まさに芸術といっていいくらいの洗練された動きだった。
もし、王様ではなく剣客であれば、剣豪として名を馳せていたに違いない。
けど、さっきの攻防で勝ち筋が見えた。
王様の技は『綺麗過ぎる』。
「いくぜ!」
再び一気に間合いを詰める。
今度は突きからの、斬り上げ。
そして袈裟切り。
まさに流れるような動きだ。
しかし、それだけに読みやすい。
単調と言ってもいい。
「く、くそ!」
連続で技を繰り出してくる王様。
それを紙一重で躱していく。
「うおおおおおおおおおお!」
当たらないことに対しての焦りか苛立ちか。
洗練された――いや、決まった動きがドンドンと大雑把になっていく。
そうなればさらに読みやすくなる。
徐々に間合いを詰めていき、完全に懐に入った。
「させるかぁ!」
王様が強引に横薙ぎしてきた。
当たったとしても刀の根本なので、威力は落ちる。
だが、そこは力で押し切るつもりだ。
受ければ無事じゃ済まない。
けど、避けられるほどの間合いはない。
なので、右腕を上げる。
「腕ごと叩き切ってくれる!」
力任せに刀を振るう王様。
――ガキン。
オレの腕に当たった刀は、腕を切り飛ばすことなく、逆に弾かれる。
「な、なにっ!?」
あまりの事態に王様の動きが止まった。
「うおおおおおおお!」
ガラ空きの腹に左拳をめり込ませる。
「ぐはあっ!」
王様の体がくの字に曲がった。
その頭にハイキックを入れる。
王様は声をあげる間もなく、前のめりに倒れて気絶した。
「ふう……」
流れ出る額からの汗を拭い、結姫に向かった笑顔で親指を立てる。
「余裕……」
「ギリギリだった」
「うっ!」
確かに最後の横薙ぎは想定外だった。
『仕込み』がなければ、完全にオレの負けだ。
右腕にはトンファーを持っていたのだ。
そのおかげで刀を弾き飛ばせたというわけである。
これくらいの武器はね、当然持つよね。
自分は刀を持ってるんだからね、卑怯とは言うまいね。
「お疲れ様。
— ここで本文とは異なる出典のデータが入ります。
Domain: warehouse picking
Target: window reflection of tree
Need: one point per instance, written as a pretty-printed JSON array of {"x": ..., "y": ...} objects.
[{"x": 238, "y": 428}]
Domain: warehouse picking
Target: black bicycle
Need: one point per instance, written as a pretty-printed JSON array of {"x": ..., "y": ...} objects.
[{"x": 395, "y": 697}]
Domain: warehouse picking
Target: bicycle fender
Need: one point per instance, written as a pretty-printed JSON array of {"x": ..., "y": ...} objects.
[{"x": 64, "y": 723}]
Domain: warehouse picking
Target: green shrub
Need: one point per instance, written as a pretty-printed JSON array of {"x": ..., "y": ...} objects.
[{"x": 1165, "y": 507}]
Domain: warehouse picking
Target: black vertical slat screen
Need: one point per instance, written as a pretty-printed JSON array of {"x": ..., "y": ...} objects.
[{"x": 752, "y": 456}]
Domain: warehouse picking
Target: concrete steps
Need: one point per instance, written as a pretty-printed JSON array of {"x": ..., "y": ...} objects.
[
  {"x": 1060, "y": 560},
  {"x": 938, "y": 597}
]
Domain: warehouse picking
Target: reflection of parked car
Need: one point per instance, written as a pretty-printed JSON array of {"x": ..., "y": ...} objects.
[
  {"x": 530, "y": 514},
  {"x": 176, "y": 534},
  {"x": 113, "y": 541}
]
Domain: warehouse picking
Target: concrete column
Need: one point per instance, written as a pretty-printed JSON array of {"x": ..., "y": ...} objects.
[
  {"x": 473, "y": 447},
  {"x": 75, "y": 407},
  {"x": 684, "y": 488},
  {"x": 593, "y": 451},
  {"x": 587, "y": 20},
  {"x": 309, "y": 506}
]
本当に一人で勝ったね」
結姫が歩み寄ってきて、ハンカチで汗を拭ってくれる。
「はは。支部長に感謝しねーとな」
もちろん、支部長との特訓や日々の任務の積み重ねのおかげでもある。
ただ、王様の経験不足に助けられたのが大きい。
明らかな実戦不足。
それは『型に嵌った動き』でわかった。
技を身に着けるために、気が遠くなるほど反復したのだろう。
そのおかげで動き自体は洗練されていた。
だが、相手に対しての微調整がなかった。
想定された動きに対しての、想定の技。
それは相手が違えば、間合いや動きが変わっていく。
そこに対しての調整がされていなかった。
だからこそ、見切ることが容易だったのだ。
本来であれば実戦を重ねる中で、『本当の技』として完成するもの。
だが、王様という立場がそれを阻んだ。
戦場では前線に行くことはおろか、実際に相手と剣を交えることさえもほぼなかったのだろう。
もちろん、対人戦はやっていたはずだ。
しかしそれはあくまで訓練の延長線であり、命のやり取りの場では全く違うものになる。
現に間合いに入られてからの動きは、素人以下の取り乱し方だった。
そして実戦経験がないことで、オレが素手だと信じて疑わなかったことも大きい。
何も持っていなさそうでも、何かを隠し持っていることは想定しておかなければならない。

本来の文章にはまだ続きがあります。